Не верь, не бойся, не проси, или «Машина смерти» | страница 55



— Есть здесь кто-нибудь?

Никто мне не ответил, но в глубине следующего за холлом коридора звонко упало что-то стеклянное. Помешкав, я осторожно двинулся вперед и вскоре оказался перед широким проемом, ведущим в большую двухсветную комнату, вероятно, гостиную. Посредине стоял колоссальных размеров стол со стеклянной столешницей. Раскинувшийся на ней натюрморт из пустых бутылок, грязных тарелок и рюмок говорил, что гости убрались совсем недавно. А стоящий в самом центре стакан с водкой, накрытый куском черного хлеба, подтверждал, что сороковины пришлись на вчерашний день. Снова звякнуло стекло, и только тут я заметил, что нахожусь здесь не один. За дальним концом стола, с ногами устроившись на стуле, сидела маленькая женщина в пышном розовом пеньюаре. Лицо ее было красиво, но как-то совершенно безжизненно. Она слепо шарила рукой по столу, роняя бокалы в тарелки, и наконец нашла, что искала: расшитый бисером и серебром кисет.
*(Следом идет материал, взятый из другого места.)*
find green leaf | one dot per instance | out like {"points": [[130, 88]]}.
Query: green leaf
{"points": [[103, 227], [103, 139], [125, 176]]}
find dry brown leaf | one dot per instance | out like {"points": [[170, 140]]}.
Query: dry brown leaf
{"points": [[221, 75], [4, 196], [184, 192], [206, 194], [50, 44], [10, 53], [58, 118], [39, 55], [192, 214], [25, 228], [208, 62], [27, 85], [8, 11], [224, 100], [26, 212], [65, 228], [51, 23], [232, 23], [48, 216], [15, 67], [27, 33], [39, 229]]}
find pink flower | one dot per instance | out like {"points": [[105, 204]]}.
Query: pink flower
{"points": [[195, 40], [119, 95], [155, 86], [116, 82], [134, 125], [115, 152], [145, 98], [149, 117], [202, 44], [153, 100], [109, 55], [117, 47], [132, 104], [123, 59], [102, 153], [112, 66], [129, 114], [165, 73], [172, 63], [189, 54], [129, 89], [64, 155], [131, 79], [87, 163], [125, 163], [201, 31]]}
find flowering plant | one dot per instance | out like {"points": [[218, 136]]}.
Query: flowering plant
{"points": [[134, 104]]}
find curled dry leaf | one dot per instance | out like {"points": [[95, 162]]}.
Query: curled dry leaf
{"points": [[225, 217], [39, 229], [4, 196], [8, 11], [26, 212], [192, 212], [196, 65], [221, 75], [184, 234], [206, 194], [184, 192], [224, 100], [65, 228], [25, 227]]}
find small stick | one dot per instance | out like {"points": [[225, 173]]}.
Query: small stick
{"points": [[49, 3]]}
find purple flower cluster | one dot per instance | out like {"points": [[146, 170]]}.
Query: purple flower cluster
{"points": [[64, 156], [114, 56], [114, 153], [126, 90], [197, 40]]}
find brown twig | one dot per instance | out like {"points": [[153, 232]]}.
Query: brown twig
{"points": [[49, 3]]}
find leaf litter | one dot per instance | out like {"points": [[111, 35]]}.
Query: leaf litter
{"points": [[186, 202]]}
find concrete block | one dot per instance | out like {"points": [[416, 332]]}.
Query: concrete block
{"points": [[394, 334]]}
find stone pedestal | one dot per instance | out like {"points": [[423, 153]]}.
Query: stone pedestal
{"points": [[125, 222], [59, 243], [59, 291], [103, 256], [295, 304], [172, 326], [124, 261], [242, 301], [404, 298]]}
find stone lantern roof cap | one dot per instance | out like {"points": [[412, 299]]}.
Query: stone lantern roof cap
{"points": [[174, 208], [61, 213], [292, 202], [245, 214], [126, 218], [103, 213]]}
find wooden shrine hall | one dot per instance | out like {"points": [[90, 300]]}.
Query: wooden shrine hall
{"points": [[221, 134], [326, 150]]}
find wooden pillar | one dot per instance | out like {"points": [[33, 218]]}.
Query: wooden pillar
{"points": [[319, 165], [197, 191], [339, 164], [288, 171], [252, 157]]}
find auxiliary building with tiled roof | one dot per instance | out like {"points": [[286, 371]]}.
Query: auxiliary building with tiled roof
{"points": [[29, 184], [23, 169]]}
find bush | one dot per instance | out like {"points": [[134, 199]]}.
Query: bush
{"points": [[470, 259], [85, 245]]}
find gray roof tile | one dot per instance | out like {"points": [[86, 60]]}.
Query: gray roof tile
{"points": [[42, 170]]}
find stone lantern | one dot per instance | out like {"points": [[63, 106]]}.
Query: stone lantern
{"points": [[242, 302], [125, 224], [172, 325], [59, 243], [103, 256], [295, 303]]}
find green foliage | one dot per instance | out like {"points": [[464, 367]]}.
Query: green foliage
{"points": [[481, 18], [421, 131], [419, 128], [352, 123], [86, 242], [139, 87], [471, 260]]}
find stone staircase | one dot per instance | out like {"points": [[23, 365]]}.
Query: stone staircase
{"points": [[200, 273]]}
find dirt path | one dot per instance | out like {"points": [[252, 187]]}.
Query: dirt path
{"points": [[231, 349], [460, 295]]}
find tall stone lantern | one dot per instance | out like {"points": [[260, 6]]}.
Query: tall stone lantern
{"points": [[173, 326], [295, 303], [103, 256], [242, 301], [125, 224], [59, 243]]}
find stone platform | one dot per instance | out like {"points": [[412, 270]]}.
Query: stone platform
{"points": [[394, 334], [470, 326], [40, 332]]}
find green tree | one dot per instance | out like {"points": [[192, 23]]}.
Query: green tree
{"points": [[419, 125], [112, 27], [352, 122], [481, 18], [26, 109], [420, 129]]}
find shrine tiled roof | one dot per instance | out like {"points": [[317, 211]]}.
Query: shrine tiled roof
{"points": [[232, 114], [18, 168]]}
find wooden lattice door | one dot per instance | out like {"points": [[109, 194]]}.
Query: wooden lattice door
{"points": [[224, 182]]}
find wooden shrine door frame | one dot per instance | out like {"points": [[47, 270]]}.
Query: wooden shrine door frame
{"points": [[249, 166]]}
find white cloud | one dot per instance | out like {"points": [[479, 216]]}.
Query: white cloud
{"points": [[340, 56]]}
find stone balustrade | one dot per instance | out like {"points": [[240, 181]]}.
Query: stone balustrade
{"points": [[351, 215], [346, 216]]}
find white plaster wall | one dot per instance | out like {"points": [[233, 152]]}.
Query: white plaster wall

Высыпав на ладошку немного содержимого, она другой рукой нащупала рядом с собой квадратик папиросной бумаги, привычным движением лизнула его по краю и неожиданно ловко свернула самокрутку. Еще две рюмки упали с грохотом на пол, прежде чем она отыскала зажигалку и прикурила, распространив вокруг кисло-сладкий запах марихуаны. Потом она наконец увидела меня. Мысли в ее глазах было не больше, чем у лепного лебедя из подъезда.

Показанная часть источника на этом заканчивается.